Sunday, 12 January 2014
Dram number 2 in the advent calendar comes from the Deanston distillery. Deanston Batch #1 was bottled by independent bottlers - That Boutique-y Whisky Company. According to the Master of Malt website (where the whisky can be purchased) the Deanston distillery used to be a cotton mill. It was converted into a distillery in the 60's. The pop art looking label on the full size bottle depicts two hippies to capture the spirit of the 60's. Upon further research (Thank You Google) I was able to see that the conversion took place in 1965.
The Grateful Dead also got their start in 1965, playing and recording under various band names within and around the San Francisco area. They also played as the house band during the acid tests. The acid tests were a series of parties hosted by Ken Kesey and the Merry Pranksters. During these parties people would drop acid as a group in order to see what would happen. Would they find a new level of consciousness, a new understanding of life or just dance about barefoot while giant flowers exhaled visible musical notes all around them. For the answer read the Electric Kool Aid Acid Test by Tom Wolfe. The Grateful Dead recordings from this era were traded for years (as almost all of the bands shows are) and became an official release in 2003.
Deanston and early Dead. This should be a perfect match.

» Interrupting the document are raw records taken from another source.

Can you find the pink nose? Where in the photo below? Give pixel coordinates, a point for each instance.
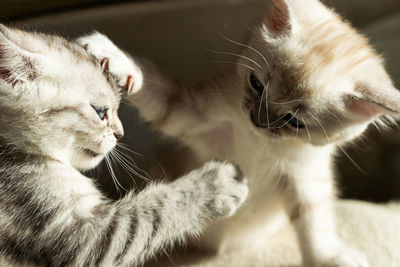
(118, 135)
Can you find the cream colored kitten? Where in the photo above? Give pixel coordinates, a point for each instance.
(311, 85)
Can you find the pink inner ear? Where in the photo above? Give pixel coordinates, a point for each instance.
(278, 18)
(4, 73)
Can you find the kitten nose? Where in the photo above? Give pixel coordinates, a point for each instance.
(118, 135)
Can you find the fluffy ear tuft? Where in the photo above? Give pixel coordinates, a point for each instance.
(16, 64)
(373, 102)
(277, 20)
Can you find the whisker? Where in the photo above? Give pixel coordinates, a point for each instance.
(308, 132)
(113, 176)
(266, 103)
(320, 124)
(284, 103)
(124, 146)
(233, 54)
(289, 120)
(235, 63)
(259, 106)
(130, 167)
(352, 160)
(247, 46)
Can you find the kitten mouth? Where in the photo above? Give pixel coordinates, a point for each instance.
(258, 122)
(90, 153)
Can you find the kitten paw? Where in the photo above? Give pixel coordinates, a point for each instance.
(346, 257)
(128, 74)
(228, 187)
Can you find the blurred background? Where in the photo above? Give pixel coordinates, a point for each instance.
(177, 34)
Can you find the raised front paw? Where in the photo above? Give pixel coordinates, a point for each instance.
(114, 60)
(227, 187)
(344, 257)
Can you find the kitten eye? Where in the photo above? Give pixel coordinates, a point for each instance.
(293, 121)
(101, 111)
(256, 84)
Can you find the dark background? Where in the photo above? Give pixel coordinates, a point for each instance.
(186, 28)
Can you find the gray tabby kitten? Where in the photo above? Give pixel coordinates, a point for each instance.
(306, 84)
(59, 116)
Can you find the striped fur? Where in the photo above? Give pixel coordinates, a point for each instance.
(302, 62)
(51, 92)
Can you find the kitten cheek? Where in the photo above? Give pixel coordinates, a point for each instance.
(107, 144)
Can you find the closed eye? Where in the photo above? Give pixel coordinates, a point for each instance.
(256, 84)
(101, 111)
(293, 121)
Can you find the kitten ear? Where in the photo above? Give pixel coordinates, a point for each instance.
(373, 102)
(277, 20)
(16, 63)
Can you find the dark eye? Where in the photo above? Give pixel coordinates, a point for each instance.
(293, 121)
(101, 111)
(256, 84)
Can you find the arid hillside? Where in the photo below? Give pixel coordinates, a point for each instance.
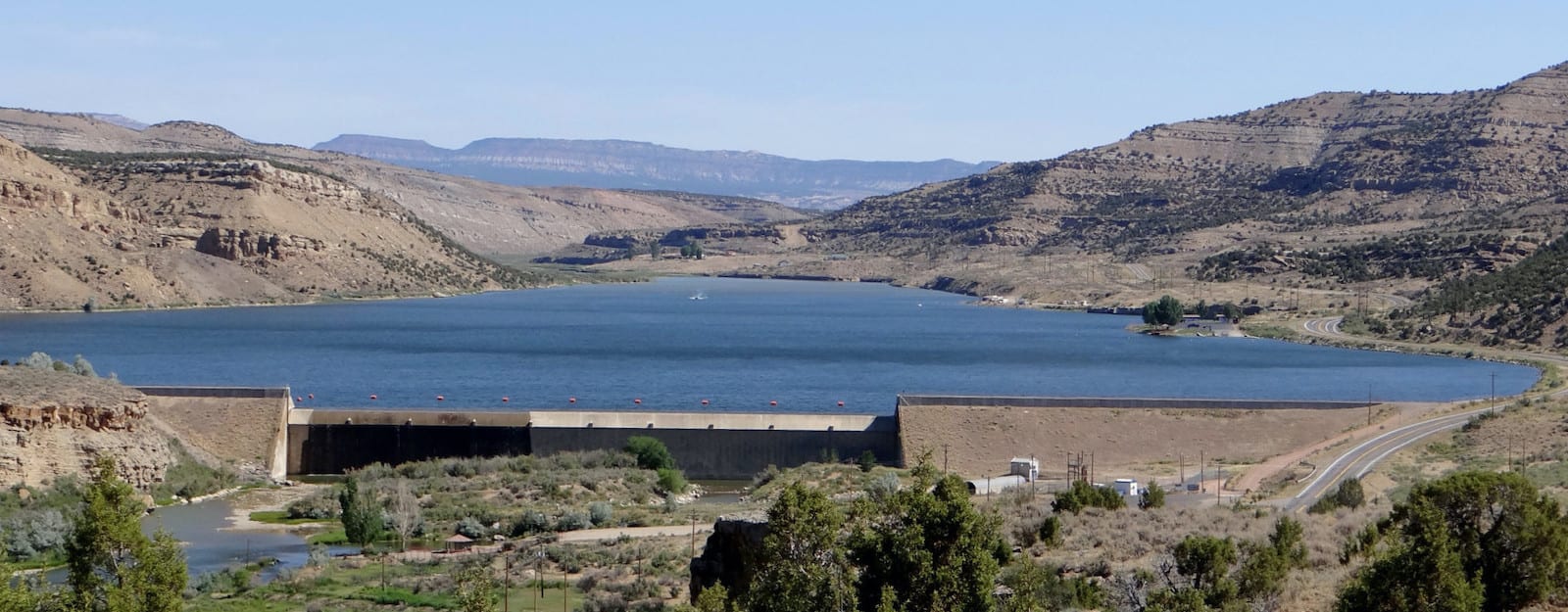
(828, 183)
(55, 424)
(184, 229)
(1316, 199)
(488, 217)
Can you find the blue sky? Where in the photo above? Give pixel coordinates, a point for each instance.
(909, 80)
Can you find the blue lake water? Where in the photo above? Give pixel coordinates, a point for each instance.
(742, 347)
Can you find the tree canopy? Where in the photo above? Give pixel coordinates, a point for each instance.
(1468, 541)
(1162, 311)
(112, 564)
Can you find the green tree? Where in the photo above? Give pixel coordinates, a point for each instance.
(670, 481)
(927, 543)
(112, 564)
(1348, 494)
(867, 460)
(1421, 572)
(1162, 311)
(1152, 496)
(804, 565)
(1204, 559)
(1267, 564)
(1499, 528)
(1086, 494)
(475, 590)
(1039, 588)
(361, 514)
(651, 452)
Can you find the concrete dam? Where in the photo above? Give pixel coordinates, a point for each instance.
(708, 445)
(705, 445)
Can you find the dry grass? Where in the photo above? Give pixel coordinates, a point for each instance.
(31, 387)
(232, 429)
(1117, 541)
(1134, 444)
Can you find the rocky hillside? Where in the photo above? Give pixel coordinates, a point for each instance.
(830, 183)
(486, 217)
(54, 424)
(1521, 304)
(1376, 191)
(192, 229)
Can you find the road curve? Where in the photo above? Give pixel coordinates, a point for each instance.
(1363, 457)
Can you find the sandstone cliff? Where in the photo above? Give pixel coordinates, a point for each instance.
(55, 424)
(1291, 196)
(188, 229)
(538, 162)
(486, 217)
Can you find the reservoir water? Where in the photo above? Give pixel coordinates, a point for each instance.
(737, 343)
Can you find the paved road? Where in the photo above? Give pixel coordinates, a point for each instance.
(1139, 271)
(1366, 455)
(1363, 457)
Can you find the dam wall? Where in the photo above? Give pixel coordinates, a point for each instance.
(1121, 402)
(706, 445)
(239, 424)
(264, 426)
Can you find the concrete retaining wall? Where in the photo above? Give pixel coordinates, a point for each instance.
(216, 392)
(1125, 402)
(706, 445)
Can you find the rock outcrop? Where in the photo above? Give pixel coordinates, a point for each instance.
(538, 162)
(729, 556)
(55, 424)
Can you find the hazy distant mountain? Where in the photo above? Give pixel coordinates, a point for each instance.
(118, 119)
(626, 165)
(1338, 191)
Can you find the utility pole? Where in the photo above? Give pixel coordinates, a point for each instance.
(1494, 407)
(1200, 470)
(1369, 404)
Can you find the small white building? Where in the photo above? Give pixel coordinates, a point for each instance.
(995, 484)
(1026, 467)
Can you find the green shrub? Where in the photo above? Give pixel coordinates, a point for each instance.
(316, 506)
(671, 481)
(651, 454)
(600, 514)
(867, 460)
(1348, 494)
(1086, 494)
(532, 522)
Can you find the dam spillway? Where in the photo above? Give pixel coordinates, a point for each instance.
(264, 424)
(708, 445)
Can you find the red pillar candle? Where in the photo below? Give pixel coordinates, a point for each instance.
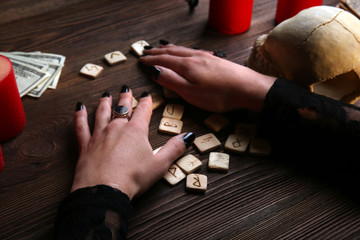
(289, 8)
(12, 116)
(230, 16)
(1, 160)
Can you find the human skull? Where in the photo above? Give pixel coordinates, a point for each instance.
(319, 48)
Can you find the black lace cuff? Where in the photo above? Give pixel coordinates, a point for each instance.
(99, 212)
(311, 127)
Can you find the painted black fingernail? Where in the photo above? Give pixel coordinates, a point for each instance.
(220, 54)
(148, 47)
(189, 139)
(155, 72)
(124, 88)
(144, 94)
(163, 42)
(105, 94)
(79, 106)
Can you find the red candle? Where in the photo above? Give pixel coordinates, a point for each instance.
(12, 115)
(289, 8)
(230, 16)
(1, 160)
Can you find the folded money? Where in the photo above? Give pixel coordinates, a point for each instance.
(35, 71)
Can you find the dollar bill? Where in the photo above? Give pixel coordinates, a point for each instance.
(50, 63)
(28, 77)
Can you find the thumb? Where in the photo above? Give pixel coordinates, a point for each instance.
(174, 148)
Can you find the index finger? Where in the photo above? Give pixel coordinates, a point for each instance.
(143, 110)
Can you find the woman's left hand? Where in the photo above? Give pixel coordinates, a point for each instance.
(119, 154)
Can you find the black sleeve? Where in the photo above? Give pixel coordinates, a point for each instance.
(99, 212)
(311, 129)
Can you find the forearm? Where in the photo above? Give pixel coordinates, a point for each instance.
(310, 126)
(99, 212)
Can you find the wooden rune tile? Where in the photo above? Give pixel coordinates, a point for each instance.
(219, 161)
(115, 57)
(138, 47)
(189, 163)
(207, 143)
(173, 111)
(174, 175)
(170, 125)
(157, 100)
(196, 182)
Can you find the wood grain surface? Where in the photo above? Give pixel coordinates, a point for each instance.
(259, 198)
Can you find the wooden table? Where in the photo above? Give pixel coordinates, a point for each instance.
(257, 199)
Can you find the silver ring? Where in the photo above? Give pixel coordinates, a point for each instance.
(121, 112)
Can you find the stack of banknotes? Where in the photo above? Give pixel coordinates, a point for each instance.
(35, 72)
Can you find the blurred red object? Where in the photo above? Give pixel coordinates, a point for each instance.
(289, 8)
(230, 16)
(1, 160)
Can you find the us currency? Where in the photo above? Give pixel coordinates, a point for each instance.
(48, 62)
(57, 62)
(28, 77)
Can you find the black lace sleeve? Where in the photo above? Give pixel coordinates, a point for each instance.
(310, 128)
(99, 212)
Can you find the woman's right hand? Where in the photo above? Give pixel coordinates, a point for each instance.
(207, 81)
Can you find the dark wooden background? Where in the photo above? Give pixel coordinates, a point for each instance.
(259, 198)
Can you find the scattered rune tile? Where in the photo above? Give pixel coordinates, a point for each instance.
(173, 111)
(196, 182)
(170, 126)
(207, 143)
(189, 163)
(91, 70)
(237, 143)
(217, 122)
(219, 161)
(260, 147)
(138, 47)
(115, 57)
(157, 100)
(174, 175)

Nose: After an initial sharpness I found lots of vanilla and peppermint. I not only smelled the mint but also felt it, almost like when you breathe in vaporub. There was also a lot of honey which almost seemed to have been steeped with a touch of ginger. beautiful in its ability to warm and cool at the same time.
Palate: WOW. That is the most honey sweet whisky I have ever had the pleasure of tasting. This honey encases all other notes. Vanilla, carob (?), smoke, dates, kumquat and at the end traces of mint and a touch of ginger. The mouth feel is full and velvety.
Finish: The finish is long. The honey coats the mouth. Intermittently that mint comes back, more felt than tasted.
I don't know much about Deanston but after this I am going to be on the lookout for other expressions. A delicious whisky that melts your heart with its honey sweetness while cooling your mind with that weird (in a good way) minty vapour.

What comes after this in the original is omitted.